1) What’s moving the stock

Galaxy Digital (GLXY) is sliding roughly 5% in Wednesday trading (April 29, 2026) as investors digest the company’s first-quarter 2026 results released April 28. The company posted a net loss of $216 million and negative adjusted EBITDA of $188 million, with management attributing the quarter’s loss primarily to depreciation in digital-asset prices.

2) Key numbers investors are reacting to

Beyond the headline loss, Galaxy reported Q1 2026 adjusted gross loss of $88 million. Balance-sheet metrics highlighted in the release included total equity of about $2.8 billion and cash and stablecoins of about $2.6 billion as of March 31, 2026, alongside net digital assets and investments of about $1.36 billion (down 19% quarter over quarter).
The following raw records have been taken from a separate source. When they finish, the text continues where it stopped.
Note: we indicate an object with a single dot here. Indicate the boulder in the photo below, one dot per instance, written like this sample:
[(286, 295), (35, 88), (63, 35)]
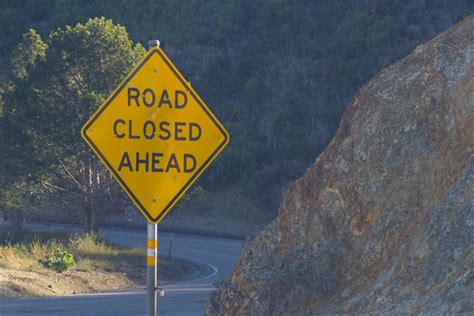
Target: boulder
[(383, 220)]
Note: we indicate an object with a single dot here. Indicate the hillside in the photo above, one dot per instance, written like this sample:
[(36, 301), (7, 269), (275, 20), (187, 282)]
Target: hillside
[(382, 221), (278, 74)]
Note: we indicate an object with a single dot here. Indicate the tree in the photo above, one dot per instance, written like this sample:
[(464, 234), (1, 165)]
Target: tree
[(57, 87)]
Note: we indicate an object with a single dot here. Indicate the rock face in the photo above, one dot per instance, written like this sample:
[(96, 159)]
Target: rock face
[(383, 221)]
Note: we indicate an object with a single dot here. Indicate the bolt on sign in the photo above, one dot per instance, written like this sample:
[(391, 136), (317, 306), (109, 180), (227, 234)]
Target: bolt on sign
[(155, 135)]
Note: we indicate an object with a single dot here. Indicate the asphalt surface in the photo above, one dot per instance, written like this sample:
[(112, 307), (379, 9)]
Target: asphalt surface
[(215, 256)]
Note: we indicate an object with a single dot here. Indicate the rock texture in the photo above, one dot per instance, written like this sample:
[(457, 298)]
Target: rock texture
[(383, 221)]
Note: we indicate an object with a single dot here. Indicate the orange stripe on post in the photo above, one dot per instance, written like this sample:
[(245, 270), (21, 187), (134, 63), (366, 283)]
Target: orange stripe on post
[(151, 244), (150, 261)]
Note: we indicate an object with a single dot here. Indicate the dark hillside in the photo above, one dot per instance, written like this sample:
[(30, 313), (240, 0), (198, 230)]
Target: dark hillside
[(279, 74)]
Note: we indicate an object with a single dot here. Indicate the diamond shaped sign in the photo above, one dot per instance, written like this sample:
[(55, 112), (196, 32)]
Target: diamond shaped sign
[(155, 135)]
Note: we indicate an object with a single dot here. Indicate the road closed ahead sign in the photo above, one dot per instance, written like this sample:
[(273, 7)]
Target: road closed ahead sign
[(155, 134)]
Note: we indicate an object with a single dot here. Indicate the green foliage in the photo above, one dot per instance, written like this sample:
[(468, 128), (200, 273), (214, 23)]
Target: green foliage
[(278, 74), (26, 55), (58, 260), (57, 85)]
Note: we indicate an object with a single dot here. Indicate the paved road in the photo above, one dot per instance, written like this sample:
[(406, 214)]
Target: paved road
[(189, 297)]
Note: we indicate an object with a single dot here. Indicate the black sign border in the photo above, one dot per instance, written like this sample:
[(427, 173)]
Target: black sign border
[(115, 173)]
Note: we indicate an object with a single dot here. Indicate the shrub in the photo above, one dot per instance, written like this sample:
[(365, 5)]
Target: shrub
[(59, 260)]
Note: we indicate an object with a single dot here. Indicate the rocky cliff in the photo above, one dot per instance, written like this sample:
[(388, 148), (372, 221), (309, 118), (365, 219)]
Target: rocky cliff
[(383, 221)]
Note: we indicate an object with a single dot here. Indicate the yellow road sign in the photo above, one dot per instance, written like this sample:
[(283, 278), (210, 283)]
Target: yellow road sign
[(155, 135)]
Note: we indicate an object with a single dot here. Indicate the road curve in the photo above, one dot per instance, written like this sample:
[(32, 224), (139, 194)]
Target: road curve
[(186, 297)]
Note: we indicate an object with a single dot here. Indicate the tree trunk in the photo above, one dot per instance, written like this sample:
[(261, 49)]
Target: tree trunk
[(91, 223)]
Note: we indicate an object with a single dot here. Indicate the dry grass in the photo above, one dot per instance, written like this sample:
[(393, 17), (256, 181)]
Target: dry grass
[(98, 265)]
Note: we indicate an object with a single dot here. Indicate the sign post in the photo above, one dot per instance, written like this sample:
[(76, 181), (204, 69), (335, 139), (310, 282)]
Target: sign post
[(152, 251), (156, 136)]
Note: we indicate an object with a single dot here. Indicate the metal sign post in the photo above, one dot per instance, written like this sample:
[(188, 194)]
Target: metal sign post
[(152, 251), (156, 136), (151, 268)]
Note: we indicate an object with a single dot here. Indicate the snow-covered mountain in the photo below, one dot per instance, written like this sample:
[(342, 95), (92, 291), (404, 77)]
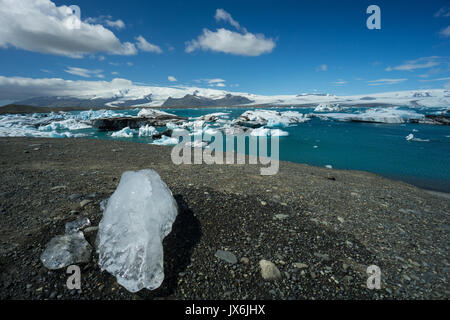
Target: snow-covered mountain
[(150, 96)]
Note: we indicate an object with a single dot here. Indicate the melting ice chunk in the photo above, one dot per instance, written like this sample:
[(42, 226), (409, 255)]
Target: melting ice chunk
[(138, 216), (65, 250)]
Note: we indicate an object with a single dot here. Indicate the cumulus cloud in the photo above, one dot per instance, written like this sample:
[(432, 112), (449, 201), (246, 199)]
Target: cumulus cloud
[(339, 82), (41, 26), (216, 82), (85, 73), (107, 20), (225, 16), (223, 40), (230, 42), (380, 82), (144, 45), (17, 88), (420, 63)]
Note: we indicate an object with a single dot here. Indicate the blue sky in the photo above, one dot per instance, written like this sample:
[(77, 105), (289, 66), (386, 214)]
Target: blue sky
[(304, 46)]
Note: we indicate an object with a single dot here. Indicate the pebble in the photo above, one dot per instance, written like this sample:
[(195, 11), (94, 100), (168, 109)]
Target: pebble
[(299, 265), (226, 256), (269, 271), (85, 203)]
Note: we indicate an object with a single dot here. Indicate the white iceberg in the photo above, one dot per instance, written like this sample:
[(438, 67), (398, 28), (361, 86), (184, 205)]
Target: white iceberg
[(138, 216), (147, 131), (152, 113), (166, 141), (327, 107), (270, 118), (124, 133)]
3) Offsets: data center progress, but not enough to outweigh the print

Galaxy emphasized operational milestones at its Helios data center campus, including delivery of the first data hall to CoreWeave and a stated plan to deliver substantially all 133 megawatts of critical IT capacity by the end of Q2 2026. The company also highlighted ERCOT approval for an additional 830 megawatts of power capacity at Helios, taking total approved capacity to over 1.6 gigawatts—supportive longer-term, but the near-term earnings impact remains dominated by crypto-market sensitivity.

4) Capital actions and near-term setup

Galaxy said it repurchased 3.2 million shares for $65 million during the quarter, which it framed as more than offsetting dilution from 2025 employee stock-based compensation. With the stock reacting negatively to the Q1 loss, investors are likely to focus next on how quickly the Helios transition from construction to revenue scales through the remainder of Q2 2026 and whether digital-asset price moves continue to dominate quarterly results.